Isaac Cruikshank (1764–1811), Scottish painter and caricaturist, was born in Edinburgh and had most of his career in London. Cruikshank is known for his social and political satire. His sons Isaac Robert Cruikshank (1789–1856) and George Cruikshank (1792–1878) also became artists, and the latter in particular achieved fame as an illustrator and caricaturist.
==Biography==
Isaac Cruikshank was born in 1764 to Elizabeth Davidson (born c.1725), daughter of a gardener, and Andrew Crookshanks (c.1725–c.1783), a former customs inspector, dispossessed for his role in the Jacobite uprising of 1745. Isaac studied with a local artist, possibly John Kay (1742–1826).
In 1783 Cruikshank left Scotland to travel to London with his master. There he married Mary MacNaughton (1769–1853) in 1788. The couple had five known children, two of whom died in infancy. A daughter, Margaret Eliza, also a promising artist, died at the age of eighteen. Their sons Isaac Robert Cruikshank (1789–1856) and George Cruikshank (1792–1878) also became artists.
Cruikshank's first known publications were etchings of Edinburgh "types", from 1784. He produced illustrations for books about the theatre, did the frontispiece for ''Witticisms and Jests of Dr Johnson'' (1791), and illustrated George Shaw's extensive ''General Zoology'' (1800–26). His watercolours were exhibited, but in order to make a living, he found it more lucrative to produce prints and caricatures. He was responsive to the marketplace but firm in his dislikes of Napoleon and political radicals. He and James Gillray developed the figure of John Bull, the nationalistic representation of a solid British yeoman.
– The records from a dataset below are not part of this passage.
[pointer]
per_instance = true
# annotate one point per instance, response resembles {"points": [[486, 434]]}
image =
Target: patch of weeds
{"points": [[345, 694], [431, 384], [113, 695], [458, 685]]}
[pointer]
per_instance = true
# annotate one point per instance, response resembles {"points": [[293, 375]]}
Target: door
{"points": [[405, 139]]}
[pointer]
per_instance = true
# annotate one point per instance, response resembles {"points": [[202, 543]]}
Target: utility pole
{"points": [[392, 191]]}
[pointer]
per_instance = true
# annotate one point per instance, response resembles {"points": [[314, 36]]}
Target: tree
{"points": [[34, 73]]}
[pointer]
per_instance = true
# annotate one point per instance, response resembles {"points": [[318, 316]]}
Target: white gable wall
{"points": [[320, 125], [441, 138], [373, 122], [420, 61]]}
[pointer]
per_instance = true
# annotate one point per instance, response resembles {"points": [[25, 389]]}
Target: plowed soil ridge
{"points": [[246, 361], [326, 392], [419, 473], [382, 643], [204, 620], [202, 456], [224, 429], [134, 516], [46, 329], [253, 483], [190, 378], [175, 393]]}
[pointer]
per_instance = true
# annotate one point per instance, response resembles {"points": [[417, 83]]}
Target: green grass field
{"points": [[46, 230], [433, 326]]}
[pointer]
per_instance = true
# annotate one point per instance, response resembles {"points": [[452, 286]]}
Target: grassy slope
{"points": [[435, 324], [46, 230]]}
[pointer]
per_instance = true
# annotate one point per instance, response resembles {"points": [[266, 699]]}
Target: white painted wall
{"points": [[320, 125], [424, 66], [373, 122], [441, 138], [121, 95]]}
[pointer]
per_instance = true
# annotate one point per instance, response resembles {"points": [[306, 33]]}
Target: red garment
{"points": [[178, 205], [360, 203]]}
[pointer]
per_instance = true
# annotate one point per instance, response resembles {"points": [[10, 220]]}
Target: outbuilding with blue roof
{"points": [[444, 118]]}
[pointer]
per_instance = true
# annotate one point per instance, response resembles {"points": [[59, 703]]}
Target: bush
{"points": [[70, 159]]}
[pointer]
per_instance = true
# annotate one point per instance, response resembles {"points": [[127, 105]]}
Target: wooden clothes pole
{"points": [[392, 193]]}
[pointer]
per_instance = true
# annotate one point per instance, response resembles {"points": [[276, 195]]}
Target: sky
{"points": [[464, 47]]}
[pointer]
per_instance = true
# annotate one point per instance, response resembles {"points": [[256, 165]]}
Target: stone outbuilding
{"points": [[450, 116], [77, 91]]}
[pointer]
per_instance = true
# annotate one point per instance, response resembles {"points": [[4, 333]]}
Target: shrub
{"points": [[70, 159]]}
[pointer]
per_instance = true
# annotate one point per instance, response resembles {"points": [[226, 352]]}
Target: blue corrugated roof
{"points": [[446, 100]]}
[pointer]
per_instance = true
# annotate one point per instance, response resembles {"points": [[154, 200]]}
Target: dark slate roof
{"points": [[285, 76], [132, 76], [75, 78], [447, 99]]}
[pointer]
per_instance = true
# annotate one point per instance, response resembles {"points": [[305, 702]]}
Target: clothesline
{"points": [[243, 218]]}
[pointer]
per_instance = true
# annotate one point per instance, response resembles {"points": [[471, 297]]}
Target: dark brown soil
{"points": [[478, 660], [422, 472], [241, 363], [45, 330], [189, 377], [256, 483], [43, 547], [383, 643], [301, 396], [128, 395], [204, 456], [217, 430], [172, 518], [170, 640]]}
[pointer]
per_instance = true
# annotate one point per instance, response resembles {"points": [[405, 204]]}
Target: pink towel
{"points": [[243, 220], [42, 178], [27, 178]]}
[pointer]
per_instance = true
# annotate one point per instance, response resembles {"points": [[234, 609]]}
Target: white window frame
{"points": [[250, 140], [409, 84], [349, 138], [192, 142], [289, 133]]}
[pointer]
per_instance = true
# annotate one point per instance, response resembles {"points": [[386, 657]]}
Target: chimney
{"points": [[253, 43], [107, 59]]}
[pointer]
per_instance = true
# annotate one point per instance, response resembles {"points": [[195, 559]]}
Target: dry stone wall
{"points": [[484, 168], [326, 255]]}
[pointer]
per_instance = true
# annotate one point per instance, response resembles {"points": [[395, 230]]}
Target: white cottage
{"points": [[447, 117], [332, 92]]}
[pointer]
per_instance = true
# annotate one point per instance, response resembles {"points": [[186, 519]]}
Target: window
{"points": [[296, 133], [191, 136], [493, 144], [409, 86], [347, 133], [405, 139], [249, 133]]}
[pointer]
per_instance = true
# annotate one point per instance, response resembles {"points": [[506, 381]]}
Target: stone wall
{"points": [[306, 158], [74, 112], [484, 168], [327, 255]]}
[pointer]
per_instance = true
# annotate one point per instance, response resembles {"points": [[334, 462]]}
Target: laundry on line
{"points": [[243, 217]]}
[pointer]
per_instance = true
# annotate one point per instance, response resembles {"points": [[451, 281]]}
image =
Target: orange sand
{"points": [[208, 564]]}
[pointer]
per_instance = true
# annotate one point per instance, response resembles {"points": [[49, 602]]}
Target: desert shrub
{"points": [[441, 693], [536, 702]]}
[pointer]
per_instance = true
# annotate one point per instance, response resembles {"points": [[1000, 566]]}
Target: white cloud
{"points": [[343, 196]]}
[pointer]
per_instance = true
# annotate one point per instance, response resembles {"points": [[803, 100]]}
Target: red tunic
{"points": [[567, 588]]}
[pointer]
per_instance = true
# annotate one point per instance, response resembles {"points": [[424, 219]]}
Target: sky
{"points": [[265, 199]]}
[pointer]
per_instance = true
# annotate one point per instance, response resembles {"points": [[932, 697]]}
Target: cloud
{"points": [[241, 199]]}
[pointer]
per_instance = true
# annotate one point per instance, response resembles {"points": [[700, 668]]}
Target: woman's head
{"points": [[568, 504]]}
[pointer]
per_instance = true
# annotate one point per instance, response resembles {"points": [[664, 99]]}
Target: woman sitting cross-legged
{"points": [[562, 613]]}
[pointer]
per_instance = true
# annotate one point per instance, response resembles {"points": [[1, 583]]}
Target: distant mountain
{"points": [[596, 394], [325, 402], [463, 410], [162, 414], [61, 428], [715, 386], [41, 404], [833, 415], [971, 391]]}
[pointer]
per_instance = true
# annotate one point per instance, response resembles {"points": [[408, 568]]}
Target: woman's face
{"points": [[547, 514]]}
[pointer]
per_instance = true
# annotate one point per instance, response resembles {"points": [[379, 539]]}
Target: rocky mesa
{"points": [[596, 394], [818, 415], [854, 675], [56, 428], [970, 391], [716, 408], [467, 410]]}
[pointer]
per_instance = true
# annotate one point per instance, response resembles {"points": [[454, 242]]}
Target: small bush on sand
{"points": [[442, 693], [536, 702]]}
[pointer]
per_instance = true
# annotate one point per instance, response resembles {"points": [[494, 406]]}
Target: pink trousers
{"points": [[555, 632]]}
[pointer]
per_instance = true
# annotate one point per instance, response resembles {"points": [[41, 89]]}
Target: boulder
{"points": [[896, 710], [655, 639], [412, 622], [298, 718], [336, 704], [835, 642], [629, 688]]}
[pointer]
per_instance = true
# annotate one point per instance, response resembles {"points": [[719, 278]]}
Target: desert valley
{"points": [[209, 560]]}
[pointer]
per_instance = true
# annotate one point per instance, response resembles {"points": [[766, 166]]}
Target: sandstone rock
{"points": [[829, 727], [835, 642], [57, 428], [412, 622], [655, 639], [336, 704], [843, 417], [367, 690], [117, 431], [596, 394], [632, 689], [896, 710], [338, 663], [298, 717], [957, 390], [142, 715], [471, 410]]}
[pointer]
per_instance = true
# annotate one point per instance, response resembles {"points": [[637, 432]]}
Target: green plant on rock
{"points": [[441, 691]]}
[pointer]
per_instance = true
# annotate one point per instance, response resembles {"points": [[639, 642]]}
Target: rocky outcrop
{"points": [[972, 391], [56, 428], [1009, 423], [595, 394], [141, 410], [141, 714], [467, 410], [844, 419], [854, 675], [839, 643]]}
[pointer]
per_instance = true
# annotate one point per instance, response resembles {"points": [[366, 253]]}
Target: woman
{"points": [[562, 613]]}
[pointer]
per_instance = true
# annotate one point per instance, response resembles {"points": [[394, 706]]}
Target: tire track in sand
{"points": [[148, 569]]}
Publisher John Roach was a friend and patron. Cruikshank later also worked with print dealer S. W. Fores and Johnny Fairburn. He also collaborated, with G. M. Woodward, and later, with his son George. (See also G.S. Tregear.)
Cruikshank died of alcohol poisoning at the age of fifty-five as a result of a drinking contest. He is buried near his home in London.